EGML refuse l’idée que le logement social doive être synonyme de grands ensembles, puisque ceux-ci entravent la mixité sociale. L’enjeu est de lever les préjugés en montrant que ces logements existent déjà, de manière harmonieuse, dans la ville.
Maisons-Laffitte ne respecte pas le quota de 25 % de logements sociaux imposé par la loi SRU, ce qui lui coûte déjà près d’un million d’euros par an en pénalités. Pire, le préfet peut tripler ce montant sans préavis, une somme qui part dans les caisses de l’État au lieu d’être investie localement. Pourtant, la ville compte 8 % de logements vacants et des bureaux inoccupés qui pourraient être transformés en logements sociaux. Nous dénonçons cette absurdité : au lieu de payer des amendes, nous pourrions utiliser ces fonds pour créer des logements accessibles et répondre aux besoins réels des Mansonniens et des Mansonniennes et des personnes qui travaillent à Maisons-Laffitte.
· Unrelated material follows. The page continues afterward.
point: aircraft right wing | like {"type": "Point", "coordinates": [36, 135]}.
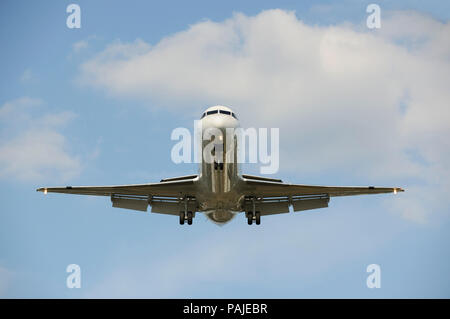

Les logements sociaux sont attribués via un système de points géré par l’agglomération, qui prend en compte des critères comme la durée d’attente, la situation familiale (femmes seules avec enfants, victimes de violences) ou le fait d’habiter déjà la ville ou d’y travailler. Officiellement, le maire n’a qu’une voix consultative, mais dans les faits, son avis est presque toujours suivi.
Nous dénonçons ce manque de transparence et le poids excessif du maire dans les commissions d’attribution. Malheureusement, un projet de loi en cours porté par la droite pourrait donner au maire un droit de veto, ce qui aggraverait encore les inégalités.
Nous proposons une révision du PLU pour adapter Maisons-Laffitte aux enjeux actuels : reculer les façades pour plus de lumière, préserver les espaces verts et densifier de manière intelligente (en hauteur plutôt qu’en largeur pour éviter l’étalement urbain).
Contrairement à la droite qui craint cette révision, puisque cela implique obligatoirement le respect de la loi SRU entraînant potentiellement plus de logements sociaux, nous y voyons une opportunité pour améliorer le cadre de vie tout en répondant aux besoins en logement. Nous identifierons aussi des potentiels inexploités, comme la réhabilitation de bureaux vacants ou d’écuries. Cette révision se fera avec les habitants, via des consultations publiques, pour que le PLU reflète leurs attentes et non les intérêts d’une minorité. L’objectif est clair : briser les tabous et montrer qu’une ville plus inclusive et mieux aménagée est possible.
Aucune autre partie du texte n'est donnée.